The Department of Public Expenditure is to make a more detailed submission on pensions to the Pay Commission early next year.
The department in its submission said the continued ability to recruit public servants and the overall rise in the number of staff on the State payroll indicated that entry-level pay – including overtime and allowances – were “competitive in the wider labour market”.
It said it would “welcome input from the Public Service Pay Commission on these issues” and on whether “remuneration offered to new entrants would normally be varied in line with the economic cycle”.
The department said that the Public Appointment Service – which provides recruitment services for State bodies – had found that recruitment issues, where they existed, were at senior level and in specialist areas. Existing pay levels in the public service had now become “a real disincentive” in seeking to attract senior personnel in key areas such as human resources, information technology and finance from the private sector, it said.

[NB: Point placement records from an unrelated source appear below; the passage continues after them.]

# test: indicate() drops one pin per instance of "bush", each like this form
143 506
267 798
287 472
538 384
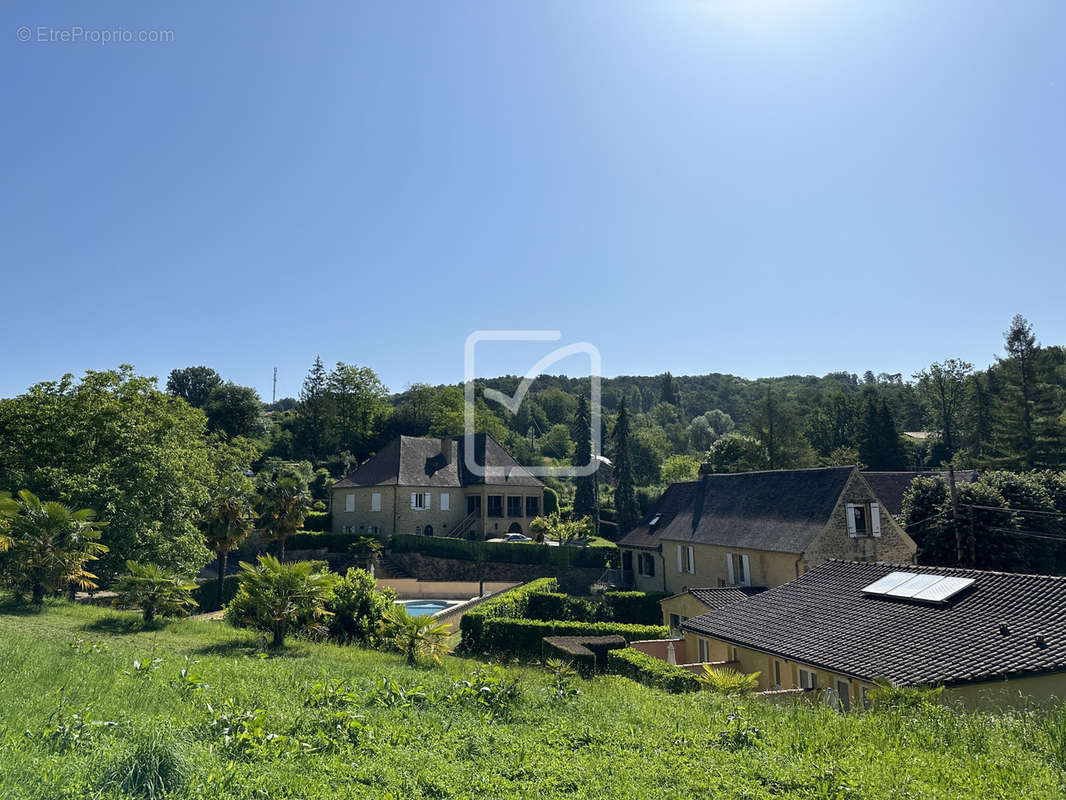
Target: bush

“In 2015, the Public Appointment Service managed the recruitment process for a number of specialist roles primarily in HR, IT and finance at a senior level in Government departments and the broader Civil Service. Feedback from their executive search function suggests that candidates have been very interested in these roles, particularly given the opportunity to make a difference at a senior level in large-scale organisations, such as Government departments. However, the challenge has been that the remuneration (salary and benefits) the candidates currently earn is at least 30 per cent higher than that on offer in the Civil Service.”
It noted though that posts at lower levels attracted large numbers of applicants. More than 46,000 people applied for Civil Service entry grades of clerical officer, executive officer and administrative officer in competitions held in 2014 and 2015 and 30,000 applications had been received as part of a new competition for clerical officers that is currently underway.
“A recruitment campaign for temporary clerical officers was held in March 2015, there were 14,153 applications and 2,613 appointments made.”
The department also submitted that public service pay could not be examined in isolation and must be viewed as part of a total employment package including other elements that provided tangible value such as pensions and job security.
“The department considers that these benefits and conditions are extremely valuable.” It said the value of public service pensions was “greater now than it has been historically”.